Share of residents above 55 dBA
About 56.1% of Lilydale residents live in blocks where outdoor levels exceed the EPA's 55 dBA threshold. That's more than any of its peer group. Measured by land area instead, 52.7% of Lilydale's footprint sits above 55 dBA, against a Minnesota average of 31.0% and a national average of 28.1%.
What This Means if You're Moving to Lilydale
- Distance from highways matters more than the neighborhood name. Two homes in the same zip code can differ by 20 dBA if one sits 100 meters from I-35 and the other 500 meters away. The model captures this at 100-meter resolution, so noise exposure changes block by block.

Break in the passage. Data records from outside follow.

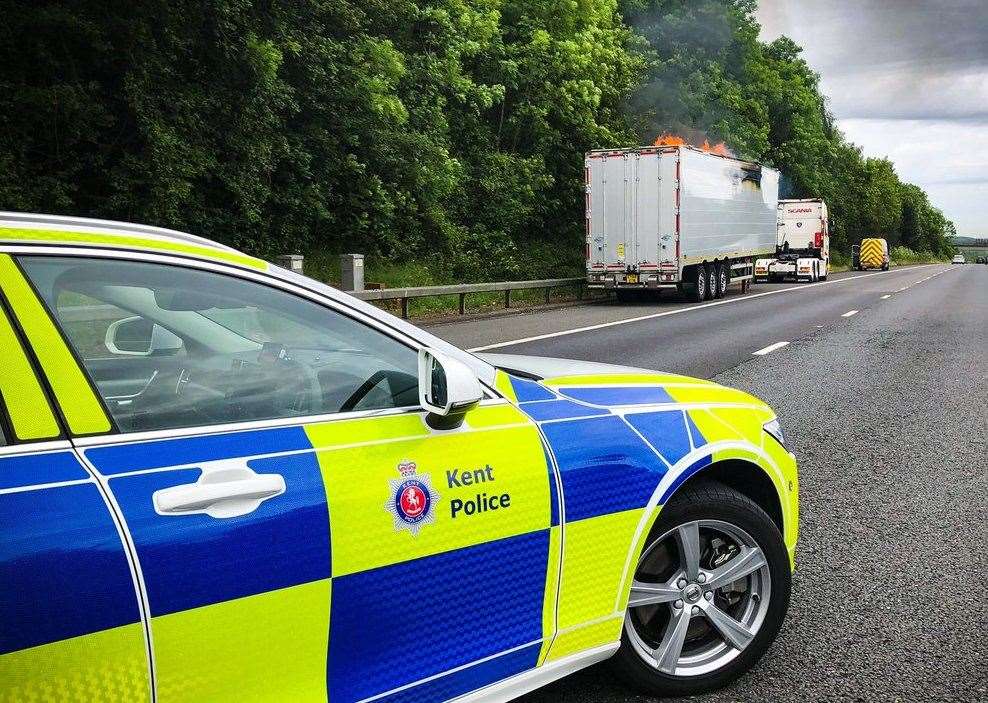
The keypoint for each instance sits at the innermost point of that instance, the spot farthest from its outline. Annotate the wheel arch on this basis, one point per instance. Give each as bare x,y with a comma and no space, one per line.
748,479
744,470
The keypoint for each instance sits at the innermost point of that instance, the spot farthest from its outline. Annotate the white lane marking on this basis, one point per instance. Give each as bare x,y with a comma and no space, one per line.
769,349
640,318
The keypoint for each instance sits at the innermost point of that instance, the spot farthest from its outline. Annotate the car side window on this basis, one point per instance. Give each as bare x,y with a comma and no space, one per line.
169,347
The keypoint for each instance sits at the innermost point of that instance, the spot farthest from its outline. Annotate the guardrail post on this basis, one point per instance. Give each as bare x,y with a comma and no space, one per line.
292,262
352,272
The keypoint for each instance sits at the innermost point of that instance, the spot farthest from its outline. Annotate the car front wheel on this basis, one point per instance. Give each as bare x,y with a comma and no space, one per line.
709,595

- Tree canopy can help reduce modeled noise exposure. Roughly 33% of Lilydale is under tree cover (about average for cities), and the dominant land cover is medium-intensity developed land. Both are measured from federal USDA Forest Service and USGS satellite imagery at 30-meter resolution. Streets with 60% or higher canopy show 3 to 5 dBA lower noise than comparable streets with bare ground or pavement, which is why the per-place decay rate above already accounts for it.
- Airport noise is directional. Minneapolis-St Paul International/Wold-Chamberlain's approach paths concentrate aviation noise to the west. Neighborhoods to the east of downtown show no measurable contribution from the airport.